EDIT: I was able to identify the reason. If $A_k=\{\exists t\in[0,1]:|T_k/n-t|\vee |T_{k-1}/n-t|\geq \delta\}$, then $$A_k\subset\bigcup_{i=1}^nA_i=\sup_{1\leq k\leq n}A_k.$$
Then, the proof proceeds by estimating further $$...\leq \mathbb P\Big(\sup_{1\leq k\leq n}\frac{T_k-k}{n}\geq \delta/2\Big)+\mathbb P\Big(\sup_{1\leq k\leq n}\frac{(k-1)-T_{k-1}}{n}\geq \delta/2\Big).$$
I think this was due to the general property, as for $X$, $Y$ r.v.s $$\mathbb P(\max(X,Y)\geq t)=\mathbb P(\{X\geq t\}\cup\{Y\geq t\})\\=\mathbb P(X\geq t)+\mathbb P(Y\geq t)-\mathbb P(\{X\geq t\}\cap\{Y\geq t\}).$$
However, I find the $\delta/2$ still confusing. Also, the absolute has vanished.

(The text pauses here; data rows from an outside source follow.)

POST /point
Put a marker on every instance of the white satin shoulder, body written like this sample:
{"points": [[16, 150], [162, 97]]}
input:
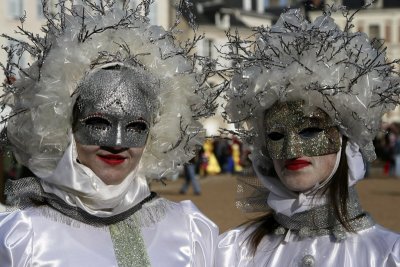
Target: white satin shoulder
{"points": [[184, 237], [375, 246]]}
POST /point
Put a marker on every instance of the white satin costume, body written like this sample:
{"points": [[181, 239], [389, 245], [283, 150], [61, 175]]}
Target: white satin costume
{"points": [[371, 245], [172, 234]]}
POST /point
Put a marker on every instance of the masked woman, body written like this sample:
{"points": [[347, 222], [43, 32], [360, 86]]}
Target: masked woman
{"points": [[309, 97], [109, 102]]}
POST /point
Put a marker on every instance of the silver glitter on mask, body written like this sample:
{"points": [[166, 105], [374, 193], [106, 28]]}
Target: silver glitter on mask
{"points": [[113, 107], [291, 132]]}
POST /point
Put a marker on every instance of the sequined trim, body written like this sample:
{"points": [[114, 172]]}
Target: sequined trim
{"points": [[129, 247], [321, 220]]}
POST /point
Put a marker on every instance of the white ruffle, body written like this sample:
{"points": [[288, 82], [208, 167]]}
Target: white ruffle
{"points": [[79, 186]]}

Writing $$ \left\{\exists t\in[0,1]:|T_{\lfloor nt\rfloor+1}/n-t|\vee |T_{\lfloor nt\rfloor-1}/n-t|\geqslant \delta\right\} =\bigcup_{k=1}^n\left\{\exists t\in[(k-1)/n,k/n]:|T_k/n-t|\vee |T_{k-1}/n-t|\geqslant \delta\right\} $$ we are reduced to show that for each $k\in\{1,\dots,n\}$, the inclusion $$ \left\{\exists t\in[(k-1)/n,k/n]:|T_k/n-t|\vee |T_{k-1}/n-t|\geqslant \delta\right\}\subset \left\{ \frac{(T_k-(k-1))\vee (k-T_{k-1})}{n}\geqslant \delta\right\}. $$ To do so, we can decompose $\left\{\exists t\in[(k-1)/n,k/n]:|T_k/n-t|\vee |T_{k-1}/n-t|\geqslant \delta\right\}$ as $A_1\cup A_2\cup A_3\cup A_4$, where $$ A_1=\left\{\exists t\in[(k-1)/n,k/n]: T_k/n-t \geqslant \delta\right\}\\ A_2=\left\{\exists t\in[(k-1)/n,k/n]: t-T_k/n \geqslant \delta\right\}\\ A_3=\left\{\exists t\in[(k-1)/n,k/n]: T_{k-1}/n-t \geqslant \delta\right\}\\ A_4=\left\{\exists t\in[(k-1)/n,k/n]: t-T_{k-1}/n \geqslant \delta\right\}. $$ Note that since $T_{k-1}\leqslant T_k$, we have $A_3\subset A_1$ and $A_2\subset A_4$ hence we are reduced to show that $A_1 \subset \left\{ \frac{(T_k-(k-1))\vee (k-T_{k-1})}{n}\geqslant \delta\right\}$, $A_4 \subset \left\{ \frac{(T_k-(k-1))\vee (k-T_{k-1})}{n}\geqslant \delta\right\}$ which follows the fact that $t\mapsto T_k/n-t$ and $t\mapsto t-T_{k-1}/n$ are respectively decreasing and increasing.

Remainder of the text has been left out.